Lilium Cruentus

They tell me you are better off
Where you are now
Well, I don’t care
They tell me that your pain is gone
Where you are now
Well, you left it here

One of the best things about this Interweb thing is the power for people to post, raw and unedited. If you’re looking for good writing — well, there’s a lot more shit to wade through to get to it. But for emotional memory, this is it. It’s like stumbling onto a gigantic meta-diary for the world.

When a blog writer dies, it’s a bit eerie. You can’t always tell if they’ve just grown bored with having a public diary, if they’ve taken an extended break… or if they’re gone. In some cases, you can follow other links from their pages to find notes from friends; in at least one case, the blog of a murder victim helped lead to his killer (if I could find the link in my giant list of archived things, I’d post it).

But reading things like this
are what really inspire me. Not death, or even an online obit from a close friend — but the raw emotion and pain that the medium allows. This is the sort of thing you rarely if ever find in print, edited and sanitized as print tends to be.

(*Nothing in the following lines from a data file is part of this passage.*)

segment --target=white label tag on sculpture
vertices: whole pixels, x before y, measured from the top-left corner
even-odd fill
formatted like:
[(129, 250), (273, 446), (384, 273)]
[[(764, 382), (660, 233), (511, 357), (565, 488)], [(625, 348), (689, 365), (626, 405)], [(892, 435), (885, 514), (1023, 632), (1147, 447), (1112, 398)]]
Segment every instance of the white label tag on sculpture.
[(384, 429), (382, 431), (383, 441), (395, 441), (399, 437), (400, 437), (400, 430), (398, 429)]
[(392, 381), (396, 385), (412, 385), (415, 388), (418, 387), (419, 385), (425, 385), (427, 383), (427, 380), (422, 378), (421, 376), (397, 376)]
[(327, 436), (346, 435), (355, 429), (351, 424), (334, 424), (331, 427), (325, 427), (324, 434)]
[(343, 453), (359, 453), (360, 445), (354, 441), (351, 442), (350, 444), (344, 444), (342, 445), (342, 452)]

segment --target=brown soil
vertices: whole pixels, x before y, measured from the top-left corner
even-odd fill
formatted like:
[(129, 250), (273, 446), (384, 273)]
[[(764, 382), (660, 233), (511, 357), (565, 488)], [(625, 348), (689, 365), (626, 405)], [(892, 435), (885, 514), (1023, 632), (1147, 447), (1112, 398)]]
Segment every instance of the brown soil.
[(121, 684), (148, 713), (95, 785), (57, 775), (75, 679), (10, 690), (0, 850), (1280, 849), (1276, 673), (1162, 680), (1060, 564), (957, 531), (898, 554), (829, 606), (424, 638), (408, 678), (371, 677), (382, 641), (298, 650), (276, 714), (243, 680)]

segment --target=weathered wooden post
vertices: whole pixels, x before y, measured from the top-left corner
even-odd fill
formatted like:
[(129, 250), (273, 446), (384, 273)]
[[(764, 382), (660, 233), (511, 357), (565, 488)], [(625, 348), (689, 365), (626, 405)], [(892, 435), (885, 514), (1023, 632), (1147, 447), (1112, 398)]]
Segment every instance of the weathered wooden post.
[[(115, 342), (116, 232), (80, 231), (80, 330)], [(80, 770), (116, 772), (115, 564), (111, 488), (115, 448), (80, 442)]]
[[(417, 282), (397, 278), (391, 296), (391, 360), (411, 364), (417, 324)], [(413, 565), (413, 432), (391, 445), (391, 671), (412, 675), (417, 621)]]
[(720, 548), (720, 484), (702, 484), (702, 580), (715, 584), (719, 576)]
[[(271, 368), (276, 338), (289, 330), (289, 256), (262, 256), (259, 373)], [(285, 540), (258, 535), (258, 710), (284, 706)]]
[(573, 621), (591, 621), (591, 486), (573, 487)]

And it seems so much more real and pure to me. Perhaps the timeliness of the reading (today versus one or two months out); but more likely, the fact that the words and thoughts and tears are not filtered through editors.

And the whole thing reminds me of meeting Melissa just a few weeks before her grandmother died. I never met her (she had advanced stages of cancer, and so it just never was the right time, too early in the relationship). But I remember after she died, the stories I’d hear in the immediate afterwards — and it was a rough time to be in a new relationship with someone, but something I wouldn’t trade, because I think death brings such real and true emotion to the surface. Years later, you get a whitewashed version of the person, as most of the negative has been ignored or forgotten, but right away, the emotions are too strong to allow for conscious editing, and I think that you get the truest version of that person, as seen through the eyes of others.

In fact, I wrote a song about it. Wanna hear it? Here it go:

I did not know you, our lives never touched
‘Til the day they gathered, to bid you farewell
And they painted your picture and as I looked around
I felt I saw you in the words and the sound

Your talent came flowing, through the stories they tell
And through the faces of those who loved you so well
Your life gave them a treasure, a piece of themselves
Something they carry, and still serves them well

Just one life, just one life, just one life
That is born, and is, and is gone, just one life
And I’m so glad to know you, as I know you now

Perhaps inside you, you were messed up like me
But to them you were whole and strong and a friend in their need
And what you left behind you and what swept over me
Says that your life’s work rolls on and on, a piece of eternity

Just one life, just one life, just one life
That is born, and is, and is gone, just one life
Did you ever have a chance to find out
What life is all about

I did not know you, our lives never touched
‘Til the day we gathered, to say our farewell

Okay, fine. Brian May wrote that. But it’s beautiful anyway. So go look for the Back to the Light album, and snap it up.

And then spend ten minutes, quietly, remembering someone that you never knew.

And then get out and live. If not for yourself, for those who can’t.